US20040024586A1

US20040024586A1 - Methods and apparatuses for capturing and wirelessly relaying voice information for speech recognition

Info

Publication number: US20040024586A1
Application number: US10/210,601
Authority: US
Inventors: David Andersen
Original assignee: Intel Corp
Current assignee: Intel Corp
Priority date: 2002-07-31
Filing date: 2002-07-31
Publication date: 2004-02-05

Abstract

A speech recognition system includes a transducer placed in direct physical contact with the user. When the user speaks, the transducer receives the speech signal from the user based on its contact with the user instead of receiving the speech signal through free air. The transducer generates an analog electrical audio signal corresponding to the speech signal. The analog electrical audio signal is then converted to a digital audio signal and transmitted to a speech recognition engine using a wireless connection. By placing the transducer in direct physical contact with the user, ambient noise in the free air may be reduced and speech recognition accuracy may be improved.

Description

FIELD OF THE INVENTION

The present invention generally relates to the field of computer systems, and more specifically relating to methods and apparatuses for capturing speech signals.

BACKGROUND

Computer systems are becoming increasingly pervasive in our society, including everything from small handheld electronic devices, such as personal data assistants, cellular phones, and headset microphones, to application-specific electronic devices, such as set-top boxes, digital cameras, and other consumer electronics, to medium-sized mobile systems such as notebook, sub-notebook, and tablet computers, to desktop systems, workstations, and servers.

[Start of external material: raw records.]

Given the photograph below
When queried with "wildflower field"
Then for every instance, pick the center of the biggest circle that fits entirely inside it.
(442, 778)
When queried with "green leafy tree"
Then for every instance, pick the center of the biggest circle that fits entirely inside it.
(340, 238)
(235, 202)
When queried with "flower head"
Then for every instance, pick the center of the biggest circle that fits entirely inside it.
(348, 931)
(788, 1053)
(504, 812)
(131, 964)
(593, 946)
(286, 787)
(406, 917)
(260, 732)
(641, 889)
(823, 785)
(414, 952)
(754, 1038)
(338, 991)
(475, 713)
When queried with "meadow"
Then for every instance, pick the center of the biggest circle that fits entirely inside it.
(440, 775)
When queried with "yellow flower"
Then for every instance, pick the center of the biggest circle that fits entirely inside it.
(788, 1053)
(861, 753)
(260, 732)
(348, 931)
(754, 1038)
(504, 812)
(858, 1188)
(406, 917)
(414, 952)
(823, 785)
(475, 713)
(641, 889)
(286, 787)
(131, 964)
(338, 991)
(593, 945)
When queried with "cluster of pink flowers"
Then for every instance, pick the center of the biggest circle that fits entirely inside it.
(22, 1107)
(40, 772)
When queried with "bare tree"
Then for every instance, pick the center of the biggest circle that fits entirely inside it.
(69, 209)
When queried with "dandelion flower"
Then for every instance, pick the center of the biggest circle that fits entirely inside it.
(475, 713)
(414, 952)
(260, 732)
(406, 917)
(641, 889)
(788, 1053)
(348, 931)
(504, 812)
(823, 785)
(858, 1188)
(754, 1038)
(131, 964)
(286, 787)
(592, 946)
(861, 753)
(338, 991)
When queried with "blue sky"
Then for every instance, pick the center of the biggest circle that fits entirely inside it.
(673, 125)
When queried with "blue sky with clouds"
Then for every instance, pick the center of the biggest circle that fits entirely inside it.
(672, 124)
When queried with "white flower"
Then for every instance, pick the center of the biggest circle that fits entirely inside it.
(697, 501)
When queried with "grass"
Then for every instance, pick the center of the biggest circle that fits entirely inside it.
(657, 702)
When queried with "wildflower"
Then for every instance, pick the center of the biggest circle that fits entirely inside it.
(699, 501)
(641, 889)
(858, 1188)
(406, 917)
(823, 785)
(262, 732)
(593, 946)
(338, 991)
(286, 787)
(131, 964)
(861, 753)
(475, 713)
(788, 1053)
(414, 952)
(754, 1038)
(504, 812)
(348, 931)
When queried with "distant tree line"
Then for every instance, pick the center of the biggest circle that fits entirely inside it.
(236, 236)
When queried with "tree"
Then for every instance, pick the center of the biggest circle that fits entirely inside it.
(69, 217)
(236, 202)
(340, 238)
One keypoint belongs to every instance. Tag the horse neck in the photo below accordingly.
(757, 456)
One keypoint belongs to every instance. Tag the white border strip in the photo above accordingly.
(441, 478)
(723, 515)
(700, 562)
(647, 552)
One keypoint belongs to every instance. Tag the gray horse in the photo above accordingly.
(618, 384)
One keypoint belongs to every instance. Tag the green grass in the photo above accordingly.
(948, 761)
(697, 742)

As used herein, the term “when” may be used to indicate the temporal nature of an event. For example, the phrase “event ‘A’ occurs when event ‘B’ occurs” is to be interpreted to mean that event A may occur before, during, or after the occurrence of event B, but is nonetheless associated with the occurrence of event B. For example, event A occurs when event B occurs if event A occurs in response to the occurrence of event B or in response to a signal indicating that event B has occurred, is occurring, or will occur.

Generally, sound waves are mechanical variations in air pressure. Sound waves can be converted to electrical variations using an electro-acoustical transducer such as a microphone. In a speech recognition system, a microphone receives a speech signal from a user. The user's speech signal travels outward from the user in free air as sound waves of varying air pressure. The microphone generates an analog electrical audio signal corresponding to the variations in air pressure which comprise the speech signal. The electrical audio signal is then converted to a digital audio signal, typically pulse code modulation (PCM) samples, where it can be further processed and analyzed by digital computing elements.

The microphone may be connected to a computer system using a communication port such as a universal serial bus (USB) port. The computer system may need to be trained so that it recognizes characteristics of the user's voice before it can adequately translate the digital representation of the speech signal into text. One disadvantage of receiving the user's speech signal in the free air is that, in addition to the user's speech signal, the microphone also receives ambient noise generated by sources other than the user. In typical home environments, ambient noise sources such as small kitchen appliances, vacuum cleaners, dish washers, etc. can be very loud resulting in a low signal to noise ratio.

There are different techniques to filter out the ambient noise. One technique includes using digital noise cancellation technology in microphones. For example, the IBM ViaVoice for Windows Pro USB Edition speech recognition product by IBM Corporation of White Plains, N.Y. includes a USB headset microphone that includes a digital signal processor for higher speech recognition accuracy. Another technique includes using mechanical and/or electronic means to limit the directions from which sound will be picked up by the microphones. These techniques, called beam forming, reject noise signals by receiving sound energy only from a source when it is directly in front of the microphone. Finally, the simplest but least practical technique, is to simply eliminate ambient noise by using acoustically controlled environments such as a sound proof room.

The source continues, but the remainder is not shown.